How times have changed. Long considered a low-margin backwater, schools are now a boom market for computers. Giant manufacturers such as Dell Computer Inc. (DELL) and Gateway Inc. (GTW) have taken notice. Apple, and to a lesser degree IBM (IBM), are losing their dominant position in the school market.
Dell, in particular, began to aggressively market to schools in the late 1990s, and that strategy has paid off. With 15.1% of the educational sales market, it's now the leader, while Apple has slipped to No. 2 with 12.5%, according to Dataquest Gartner Group. The difference may look small, but it's a big deal to Apple because the education market represents 40% of its sales.
Apple was not simply outmuscled by Michael Dell. The truth is that Steve Jobs is at least partly to blame. He made a big mistake earlier this year when he canned the company's longtime freelance educational sales force and brought the effort in-house.
What prompted the move was the surprise departure of Apple's top education sales executive, Mike Lorion. He left in the summer just as computers were being bought for the coming academic year. With his departure, Apple decided to dump its longtime network of outside educational sales reps and hire its own sales force. The switch in strategy created chaos, according to the schools. Many administrators said the only way they could reach Apple was through the Internet, while Dell's salespeople were showing up in person.

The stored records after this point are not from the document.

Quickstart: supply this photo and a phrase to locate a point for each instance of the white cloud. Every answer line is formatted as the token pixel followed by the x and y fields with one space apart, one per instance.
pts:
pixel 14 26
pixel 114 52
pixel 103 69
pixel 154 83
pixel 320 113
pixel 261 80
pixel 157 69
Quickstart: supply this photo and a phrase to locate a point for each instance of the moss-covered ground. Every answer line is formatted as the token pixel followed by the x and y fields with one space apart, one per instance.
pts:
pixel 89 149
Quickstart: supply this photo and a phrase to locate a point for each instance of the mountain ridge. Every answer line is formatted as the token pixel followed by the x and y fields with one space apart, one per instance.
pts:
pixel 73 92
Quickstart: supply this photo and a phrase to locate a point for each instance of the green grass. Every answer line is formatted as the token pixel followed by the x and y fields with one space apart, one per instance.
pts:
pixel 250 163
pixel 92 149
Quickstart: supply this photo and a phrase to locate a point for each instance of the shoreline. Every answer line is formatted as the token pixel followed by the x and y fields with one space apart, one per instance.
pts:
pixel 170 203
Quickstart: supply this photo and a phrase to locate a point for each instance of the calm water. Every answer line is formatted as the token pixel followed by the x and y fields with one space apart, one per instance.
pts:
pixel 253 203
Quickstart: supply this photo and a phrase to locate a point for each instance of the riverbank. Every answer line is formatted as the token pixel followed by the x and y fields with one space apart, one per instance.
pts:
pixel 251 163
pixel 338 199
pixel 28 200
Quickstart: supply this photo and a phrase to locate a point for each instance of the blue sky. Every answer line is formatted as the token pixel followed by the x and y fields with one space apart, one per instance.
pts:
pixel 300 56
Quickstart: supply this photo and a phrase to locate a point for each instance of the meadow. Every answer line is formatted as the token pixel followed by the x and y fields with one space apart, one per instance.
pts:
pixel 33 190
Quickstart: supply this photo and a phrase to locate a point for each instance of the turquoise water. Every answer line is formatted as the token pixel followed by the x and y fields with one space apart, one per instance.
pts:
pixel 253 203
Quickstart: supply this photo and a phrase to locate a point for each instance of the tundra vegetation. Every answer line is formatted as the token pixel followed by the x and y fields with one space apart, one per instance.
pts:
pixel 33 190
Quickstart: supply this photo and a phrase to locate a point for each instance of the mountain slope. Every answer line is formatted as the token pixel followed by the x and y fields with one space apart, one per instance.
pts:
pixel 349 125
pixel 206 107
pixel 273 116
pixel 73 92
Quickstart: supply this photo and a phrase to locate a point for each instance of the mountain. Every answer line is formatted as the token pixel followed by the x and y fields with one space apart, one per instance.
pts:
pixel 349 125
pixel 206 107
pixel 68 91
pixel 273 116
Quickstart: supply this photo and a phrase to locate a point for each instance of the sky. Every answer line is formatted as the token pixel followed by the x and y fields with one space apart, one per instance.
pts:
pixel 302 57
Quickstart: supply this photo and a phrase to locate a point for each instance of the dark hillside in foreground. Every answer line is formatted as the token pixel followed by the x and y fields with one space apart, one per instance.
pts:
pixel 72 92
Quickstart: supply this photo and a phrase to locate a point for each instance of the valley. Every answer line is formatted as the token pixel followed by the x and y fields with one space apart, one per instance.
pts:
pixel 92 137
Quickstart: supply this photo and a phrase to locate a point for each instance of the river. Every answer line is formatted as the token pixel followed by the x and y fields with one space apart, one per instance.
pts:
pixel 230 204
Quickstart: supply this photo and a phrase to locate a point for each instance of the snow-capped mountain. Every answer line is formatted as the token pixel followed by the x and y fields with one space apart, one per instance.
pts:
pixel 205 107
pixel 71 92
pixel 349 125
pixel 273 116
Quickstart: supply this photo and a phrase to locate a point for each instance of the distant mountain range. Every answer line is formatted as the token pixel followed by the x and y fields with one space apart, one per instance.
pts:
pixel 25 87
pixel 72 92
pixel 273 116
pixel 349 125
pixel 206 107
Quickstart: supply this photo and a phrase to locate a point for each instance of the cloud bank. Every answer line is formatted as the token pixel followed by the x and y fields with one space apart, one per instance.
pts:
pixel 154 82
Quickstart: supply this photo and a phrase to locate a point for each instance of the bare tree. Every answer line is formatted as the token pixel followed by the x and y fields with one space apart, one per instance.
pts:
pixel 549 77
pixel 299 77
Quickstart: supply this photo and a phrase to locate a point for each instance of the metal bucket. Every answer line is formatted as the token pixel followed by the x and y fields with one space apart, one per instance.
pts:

Jobs conceded at Apple's recent briefing on disappointing third-quarter results that switching sales teams during the summer was an error. Revenues slipped in part because of lower education sales.
Can Apple recover its lost footing? Not easily. It's hard to uproot the Windows PCs once they enter a market. After all, most kids use PCs to play games at home, and most parents use them at work. Not surprisingly, many people expect to find Windows PCs at school. Administrators can only meet those expectations if they buy PCs.
Still, all is not lost for Apple. The company has built a strong reputation among educators. It's not hard to find a teacher or administrator who still raves about how easy it is to use a Mac. And most kids fall in love with them--especially the colored, gumdrop-shaped iMacs--once they've had the chance to bang around on one. The trick for Apple will be getting those iMacs in front of kids and teachers soon. It's made a good start in naming Cheryl Vedoe, a longtime developer of education software and well-known among educators, as its new education czar. Already, Vedoe is out knocking on school doors trying to win back former customers.